To find out more about this, I consulted my genius money-manager friend and coauthor on several books, Phil DeMuth. I asked him this basic question: If I had taken the roughly $1,500 I got for my bar mitzvah back in late 1957 and invested it in various forms of stocks, what kind of results would I have gotten?
Turning $1,500 Into Millions
Phil quickly came up with the answers, and they were stunning. If I had invested $1,500 in the S&P 500 index stocks starting in 1958 and reinvested dividends up until the end of 2004, I would have roughly $216,000. Not bad at all, and how I wish I had done it.
(This, by the way, is many times the return I would have gotten on real estate -- unless the real estate happened to have oil or gas under it.)
But if I had narrowed my search and bought only the large capitalization value stocks, which would have been the top half of all New York Stock Exchange (NYSE) stocks in capitalization, and the highest third of those in terms of the ratio of book value to market price, my $1,500 would have grown to an astounding $711,000.
This shows the value of buying stocks with high book value to market price ratios over long periods.

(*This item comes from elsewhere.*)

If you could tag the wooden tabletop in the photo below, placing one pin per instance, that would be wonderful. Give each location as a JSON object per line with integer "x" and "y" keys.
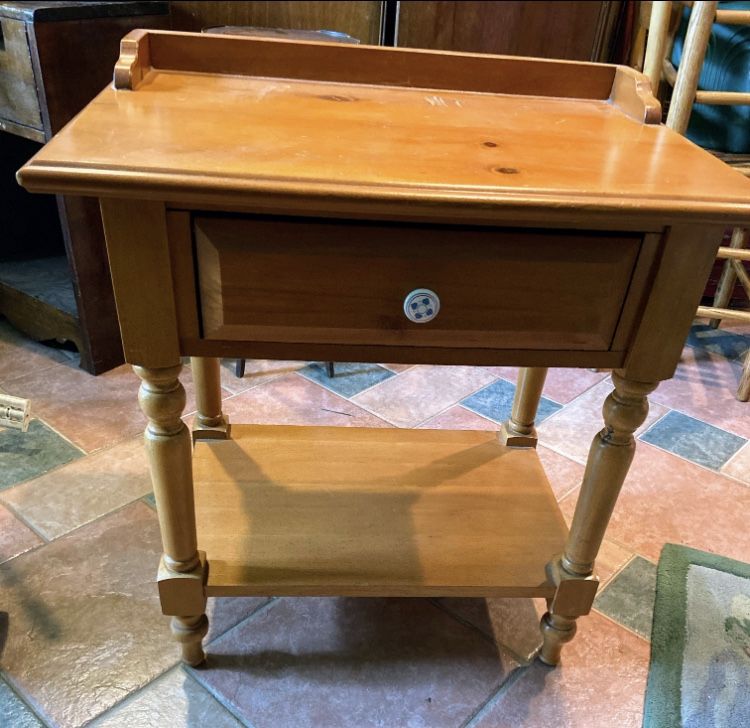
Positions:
{"x": 219, "y": 138}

Just exactly why stocks with high ratios of book value to market price do so much better than the index as a whole is complex. Finance students study it and write papers about it. The basic reason seems to be that they start out cheaper than other stocks and therefore have more room to rise. They may also be covered inadequately by stock analysts; this offers buyers the opportunity to profit from an "inefficiency" in pricing.
But the really stunning piece of news is that if I had put my bar mitzvah money into small cap, high value stocks, I would have gotten a ride into outer space. If, way back in 1958, I had taken the stocks in the bottom half of the NYSE in terms of capitalization and purchased the third of those with the highest ratio of book to market value with the $1,500, today I would be sitting on around $3,567,000.
All or Nothing?
If you want to invest in small cap, high value stocks today, you might want to consider the IWN, iShares Russell 2000 Value Index, or the IJS, iShares S&P SmallCap 600/BARRA Value. They offer similarly impressive long-term results so far, but again, these things can change.
Why are the returns from small cap, high value so great? Again, it's complicated -- and we may not even know for sure. We definitely cannot promise that it will last forever. But it has to do with buying cheap, dusty, overlooked corners of the market. These tend to be the sleepers that pay off over very long periods.
Now, in that case, why not just put all of your money into small cap value? Why bother with anything else? Because small cap tends to have large fluctuations, such as the way they are correcting as I write this, and you might need money when small cap is down. Also, we do not know if the small cap, high value gold mine will continue to play. But we do know enough to say that some small cap -- maybe even smaller than on the S&P, like the Vanguard Small Cap Value VIPERS (VBR) -- belongs in your portfolio if you start young. If you are already more mature, maybe its swings are too much for you. But for those blessed with a long time period for investing, small cap value looks beautiful, indeed.